The Americans came and changed my world. Anything American I just loved. If a movie came out we just saved franc by franc so I could see Doris Day, then my idol. I knew I wanted to be in the USA. I thought Errol Flynn would be my lover, he had a reputation of liking young girls.
I worked early on (15) in my mother's office. I called her the "gendarmerie". She watched me like a ferocious lion. I was the receptionist and I was spoiled by the reps who came in wanting to talk to the engineers and little old me calling all over the plant to make sure they knew someone was waiting. Next visit the rep would come in with a box of chocolates for me. Mother did not like that at all. She said I was young and man looked at me differently. Lucky I had my own office but I just could not wait till I could leave her company. During that period in the early 1950's the only way out was for me to marry. (another prison). So I found a man willing to move away from Ghent. He wanted to go to the Belgian Congo. It was still rich for the Belgians who pretended to work there and had servants and little consideration for the Congolese. I did not understand much about these prospects but I knew I did not want that. I wanted the USA. We married in 1951 and by August 1953 we were on a boat to Canada to wait for a visa for the USA. We had a sponsor willing to sign for us so we would NOT depend on the government. We also could not have TB nor affiliation with communism.
My mother was devastated, her only child, how could I? How cruel I was, she would not know her grandchildren, (she did) she would be sick and I would not be there for her.(I was) I was just like my father. Later she said that she wondered if they changed babies and I was a GYPSY!
My cousins did not want to leave Belgium. My aunts had never left. What was wrong with me? They all looked at me figuring that I must be in a bad mental state. An old boyfriend even came to say goodbye to me and my mother chaperoned as I was then a new bride. Jean started to cry and said :I will never see you again. I had a hard time keeping a straight face. He never saw me anyway. Do not know if mother had not arranged this as a last plea.
My journey took me to Montreal, New Brunswick NJ, Milltown NJ, San Jose Cal, Campbell Ca,Brookdale Ca, Boulder Creek Ca. It was in Brookdale that after 17 years of pain that I managed to make a break from my Belgian husband. By then I was an American against his wishes. A divorce followed and I opened a shop with second hand clothing in what I saw as a first indoor art/antique/fleamarket, in Santa Cruz. The angels must have had a concert when I met Bob there, I did not hear their concert, I thought Bob's paintings looked like photos and I did not believe he could paint like that. He had just moved back to S.C from San Francisco. He was a bachelor. He was 42 and I was 36 with 2 girls.

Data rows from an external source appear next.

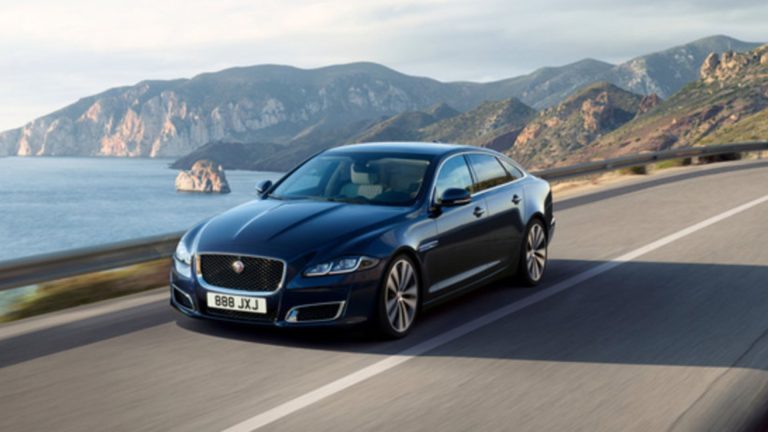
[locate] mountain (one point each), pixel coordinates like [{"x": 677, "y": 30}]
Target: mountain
[
  {"x": 406, "y": 126},
  {"x": 307, "y": 109},
  {"x": 662, "y": 73},
  {"x": 549, "y": 85},
  {"x": 727, "y": 103},
  {"x": 582, "y": 118},
  {"x": 482, "y": 125},
  {"x": 666, "y": 72},
  {"x": 253, "y": 104},
  {"x": 485, "y": 125}
]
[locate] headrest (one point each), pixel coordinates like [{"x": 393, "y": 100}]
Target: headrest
[{"x": 361, "y": 174}]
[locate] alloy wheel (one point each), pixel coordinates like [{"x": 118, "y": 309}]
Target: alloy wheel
[
  {"x": 536, "y": 252},
  {"x": 401, "y": 295}
]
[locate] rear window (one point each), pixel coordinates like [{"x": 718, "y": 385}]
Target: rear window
[{"x": 488, "y": 171}]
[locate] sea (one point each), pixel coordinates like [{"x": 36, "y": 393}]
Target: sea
[{"x": 50, "y": 204}]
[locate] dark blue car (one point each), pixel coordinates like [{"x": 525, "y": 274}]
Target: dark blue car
[{"x": 367, "y": 233}]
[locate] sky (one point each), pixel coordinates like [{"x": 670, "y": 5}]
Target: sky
[{"x": 54, "y": 52}]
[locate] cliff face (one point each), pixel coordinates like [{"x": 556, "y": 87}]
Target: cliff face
[
  {"x": 259, "y": 104},
  {"x": 585, "y": 116},
  {"x": 726, "y": 104}
]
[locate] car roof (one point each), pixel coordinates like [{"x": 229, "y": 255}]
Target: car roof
[{"x": 415, "y": 147}]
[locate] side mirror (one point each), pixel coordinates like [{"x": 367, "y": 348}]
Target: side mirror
[
  {"x": 263, "y": 186},
  {"x": 455, "y": 197}
]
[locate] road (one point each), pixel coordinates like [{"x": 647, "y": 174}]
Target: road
[{"x": 664, "y": 335}]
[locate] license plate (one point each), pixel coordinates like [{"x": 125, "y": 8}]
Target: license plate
[{"x": 237, "y": 303}]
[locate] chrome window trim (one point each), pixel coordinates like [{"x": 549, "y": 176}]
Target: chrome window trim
[
  {"x": 433, "y": 198},
  {"x": 342, "y": 305},
  {"x": 233, "y": 291}
]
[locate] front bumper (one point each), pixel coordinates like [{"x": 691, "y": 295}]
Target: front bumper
[
  {"x": 551, "y": 231},
  {"x": 349, "y": 299}
]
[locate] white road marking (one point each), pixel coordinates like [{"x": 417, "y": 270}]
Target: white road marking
[{"x": 392, "y": 361}]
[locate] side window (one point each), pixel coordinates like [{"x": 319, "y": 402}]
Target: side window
[
  {"x": 512, "y": 169},
  {"x": 453, "y": 174},
  {"x": 488, "y": 170}
]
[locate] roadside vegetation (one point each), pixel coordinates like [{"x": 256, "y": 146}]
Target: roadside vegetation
[{"x": 79, "y": 290}]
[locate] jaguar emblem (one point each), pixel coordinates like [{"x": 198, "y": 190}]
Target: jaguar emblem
[{"x": 238, "y": 266}]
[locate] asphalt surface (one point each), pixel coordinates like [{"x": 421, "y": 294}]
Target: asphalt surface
[{"x": 674, "y": 339}]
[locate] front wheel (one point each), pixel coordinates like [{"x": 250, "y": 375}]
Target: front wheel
[
  {"x": 398, "y": 300},
  {"x": 533, "y": 254}
]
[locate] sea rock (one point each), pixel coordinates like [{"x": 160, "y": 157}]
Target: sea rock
[{"x": 204, "y": 176}]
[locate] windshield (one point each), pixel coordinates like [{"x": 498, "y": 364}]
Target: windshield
[{"x": 357, "y": 178}]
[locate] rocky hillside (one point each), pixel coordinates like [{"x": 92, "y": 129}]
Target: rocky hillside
[
  {"x": 727, "y": 103},
  {"x": 482, "y": 125},
  {"x": 407, "y": 126},
  {"x": 581, "y": 119},
  {"x": 273, "y": 104},
  {"x": 550, "y": 85},
  {"x": 662, "y": 73},
  {"x": 666, "y": 72},
  {"x": 306, "y": 109},
  {"x": 489, "y": 123}
]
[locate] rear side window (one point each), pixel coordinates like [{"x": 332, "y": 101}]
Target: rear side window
[
  {"x": 488, "y": 171},
  {"x": 454, "y": 173},
  {"x": 511, "y": 169}
]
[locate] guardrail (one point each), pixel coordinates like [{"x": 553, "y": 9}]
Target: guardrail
[
  {"x": 41, "y": 268},
  {"x": 641, "y": 159}
]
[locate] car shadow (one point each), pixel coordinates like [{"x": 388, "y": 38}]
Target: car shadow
[
  {"x": 655, "y": 313},
  {"x": 640, "y": 313}
]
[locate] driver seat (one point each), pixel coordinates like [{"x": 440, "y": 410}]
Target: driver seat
[{"x": 364, "y": 184}]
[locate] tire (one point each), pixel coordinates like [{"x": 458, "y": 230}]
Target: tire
[
  {"x": 398, "y": 299},
  {"x": 533, "y": 254}
]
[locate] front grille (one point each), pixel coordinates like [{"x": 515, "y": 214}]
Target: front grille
[{"x": 258, "y": 274}]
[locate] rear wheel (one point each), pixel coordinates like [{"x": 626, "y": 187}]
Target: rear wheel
[
  {"x": 398, "y": 301},
  {"x": 533, "y": 254}
]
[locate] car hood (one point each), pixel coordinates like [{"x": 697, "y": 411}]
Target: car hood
[{"x": 286, "y": 228}]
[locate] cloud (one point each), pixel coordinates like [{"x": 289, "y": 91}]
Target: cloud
[{"x": 52, "y": 52}]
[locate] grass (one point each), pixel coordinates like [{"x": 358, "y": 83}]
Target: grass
[
  {"x": 79, "y": 290},
  {"x": 638, "y": 170}
]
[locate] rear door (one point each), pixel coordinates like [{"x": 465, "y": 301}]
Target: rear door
[
  {"x": 456, "y": 256},
  {"x": 504, "y": 199}
]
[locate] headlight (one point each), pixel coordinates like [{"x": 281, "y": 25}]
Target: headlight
[
  {"x": 340, "y": 265},
  {"x": 182, "y": 260}
]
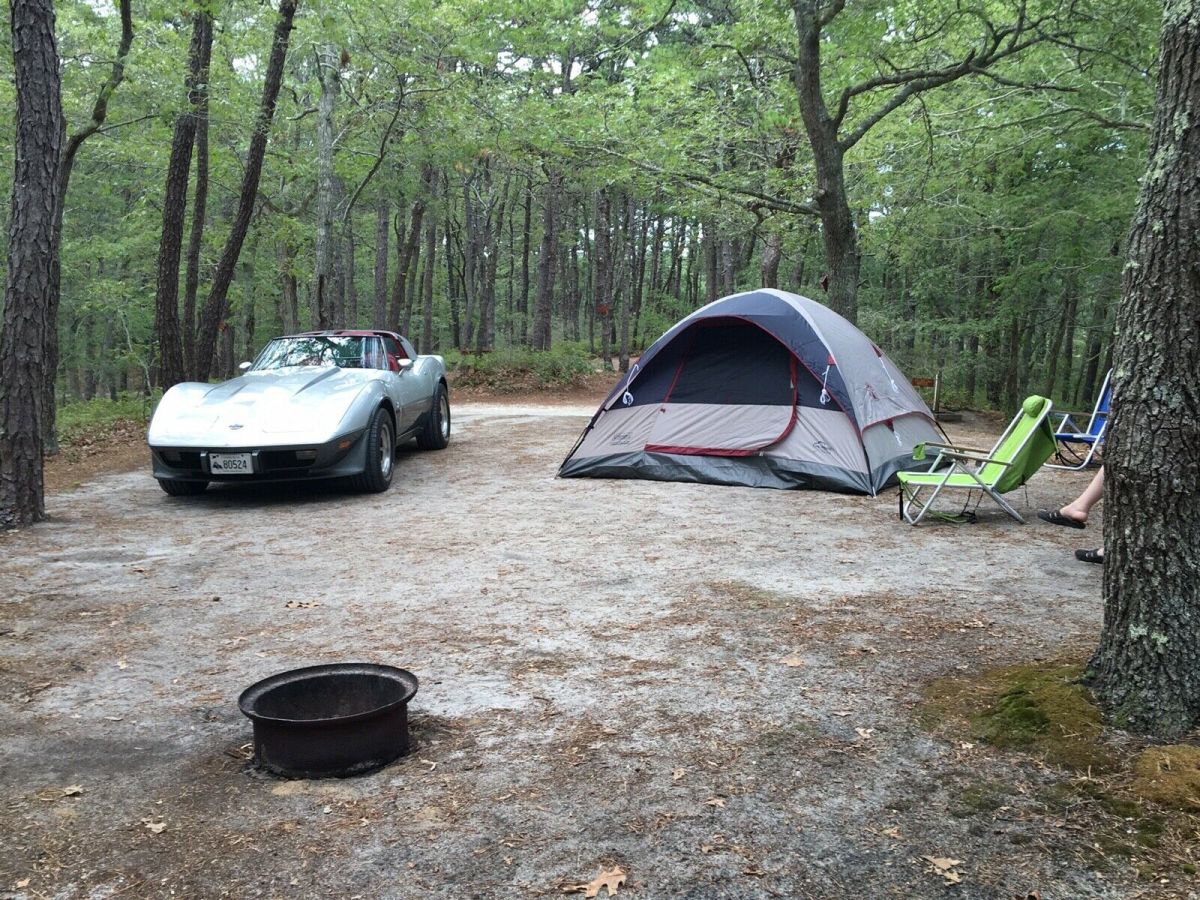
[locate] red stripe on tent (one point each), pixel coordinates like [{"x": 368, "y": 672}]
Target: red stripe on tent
[
  {"x": 724, "y": 451},
  {"x": 696, "y": 450}
]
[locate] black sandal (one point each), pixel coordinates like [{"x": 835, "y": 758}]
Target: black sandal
[{"x": 1056, "y": 517}]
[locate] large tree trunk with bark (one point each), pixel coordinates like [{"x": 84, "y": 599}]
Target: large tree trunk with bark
[
  {"x": 546, "y": 261},
  {"x": 199, "y": 203},
  {"x": 383, "y": 217},
  {"x": 215, "y": 306},
  {"x": 323, "y": 271},
  {"x": 601, "y": 300},
  {"x": 29, "y": 288},
  {"x": 833, "y": 205},
  {"x": 431, "y": 245},
  {"x": 1146, "y": 671},
  {"x": 174, "y": 209}
]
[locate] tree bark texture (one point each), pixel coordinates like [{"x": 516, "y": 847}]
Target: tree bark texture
[
  {"x": 199, "y": 97},
  {"x": 601, "y": 299},
  {"x": 833, "y": 205},
  {"x": 215, "y": 305},
  {"x": 174, "y": 209},
  {"x": 431, "y": 245},
  {"x": 1146, "y": 671},
  {"x": 31, "y": 261},
  {"x": 66, "y": 165},
  {"x": 546, "y": 259},
  {"x": 383, "y": 217},
  {"x": 323, "y": 273}
]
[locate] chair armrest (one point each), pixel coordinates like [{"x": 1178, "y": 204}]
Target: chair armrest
[
  {"x": 957, "y": 449},
  {"x": 973, "y": 456}
]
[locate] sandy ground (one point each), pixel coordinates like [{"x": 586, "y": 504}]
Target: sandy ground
[{"x": 712, "y": 688}]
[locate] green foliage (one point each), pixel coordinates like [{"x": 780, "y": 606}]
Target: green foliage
[
  {"x": 516, "y": 370},
  {"x": 987, "y": 211},
  {"x": 93, "y": 418}
]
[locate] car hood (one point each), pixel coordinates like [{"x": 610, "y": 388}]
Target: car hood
[{"x": 287, "y": 406}]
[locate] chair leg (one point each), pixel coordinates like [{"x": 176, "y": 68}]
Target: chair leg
[{"x": 1005, "y": 505}]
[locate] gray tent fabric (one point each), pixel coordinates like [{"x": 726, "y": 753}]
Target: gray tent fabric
[{"x": 762, "y": 389}]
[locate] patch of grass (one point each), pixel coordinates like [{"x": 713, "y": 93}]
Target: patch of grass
[
  {"x": 1035, "y": 708},
  {"x": 1169, "y": 775},
  {"x": 90, "y": 419},
  {"x": 520, "y": 370},
  {"x": 1144, "y": 817}
]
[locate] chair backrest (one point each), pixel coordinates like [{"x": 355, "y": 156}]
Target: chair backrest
[
  {"x": 1099, "y": 419},
  {"x": 1026, "y": 443}
]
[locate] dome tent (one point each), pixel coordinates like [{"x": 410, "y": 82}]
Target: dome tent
[{"x": 763, "y": 389}]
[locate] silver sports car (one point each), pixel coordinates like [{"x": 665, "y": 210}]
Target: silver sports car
[{"x": 318, "y": 405}]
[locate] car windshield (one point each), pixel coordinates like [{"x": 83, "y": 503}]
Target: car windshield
[{"x": 341, "y": 351}]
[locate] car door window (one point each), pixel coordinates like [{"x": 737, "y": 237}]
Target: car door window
[{"x": 373, "y": 355}]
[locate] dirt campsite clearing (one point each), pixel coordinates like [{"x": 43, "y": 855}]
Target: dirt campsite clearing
[{"x": 717, "y": 690}]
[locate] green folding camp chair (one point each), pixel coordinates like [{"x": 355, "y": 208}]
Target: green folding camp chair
[{"x": 1026, "y": 443}]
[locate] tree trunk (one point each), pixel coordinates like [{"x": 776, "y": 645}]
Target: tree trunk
[
  {"x": 31, "y": 261},
  {"x": 199, "y": 203},
  {"x": 383, "y": 217},
  {"x": 323, "y": 265},
  {"x": 711, "y": 286},
  {"x": 546, "y": 257},
  {"x": 603, "y": 299},
  {"x": 66, "y": 163},
  {"x": 215, "y": 305},
  {"x": 174, "y": 208},
  {"x": 772, "y": 255},
  {"x": 289, "y": 301},
  {"x": 523, "y": 309},
  {"x": 406, "y": 249},
  {"x": 1146, "y": 671},
  {"x": 247, "y": 300},
  {"x": 351, "y": 315},
  {"x": 431, "y": 245}
]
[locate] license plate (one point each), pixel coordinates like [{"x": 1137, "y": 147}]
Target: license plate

He adored the girls and he and I had a relationship which is very rare. We worked together 24/7 in the art and antique business. Some people can't handle breakfast , lunch and dinner with the same person every day and I and him did not want to be apart. Looking back I am thinking how damn lucky I have been. Even when he no longer knew he was married, did not know my name, he would look at me and his eyes all but sparkled. He knew "something". Down deep he knew that he loved this person and I loved him.
We moved to spain for almost 5 years and after that came by "accident" to NC but always missed California. We had a son in Malaga but we did forget to put him on the Spanish books (still under Franco regime) and rushed to get an American birth certificate. Our Malaganian was the ice cream on the cake.
The rest is 42 years of marriage which included sadly enough 13 years of being ill with dementia.
So I go back to the fact that I am thinking a lot about my home town, I would go back in a nano minute but for the enormous hearing loss (80%) which makes it hard to even understand the announcements in the airport, loud as they are. Having a chaperone is OK and nice but after awhile I am tired of asking:"What did she say?"
So this Flemish Gypsy will be happy to sit in front of the Atlantic Ocean and think that somewhere a boat is going towards Belgium and I am here sitting like a queen and resting, smelling the salt sea with Bijou in my lap.
Who cares what part of Belgium I truly miss I am in a very good place right now too.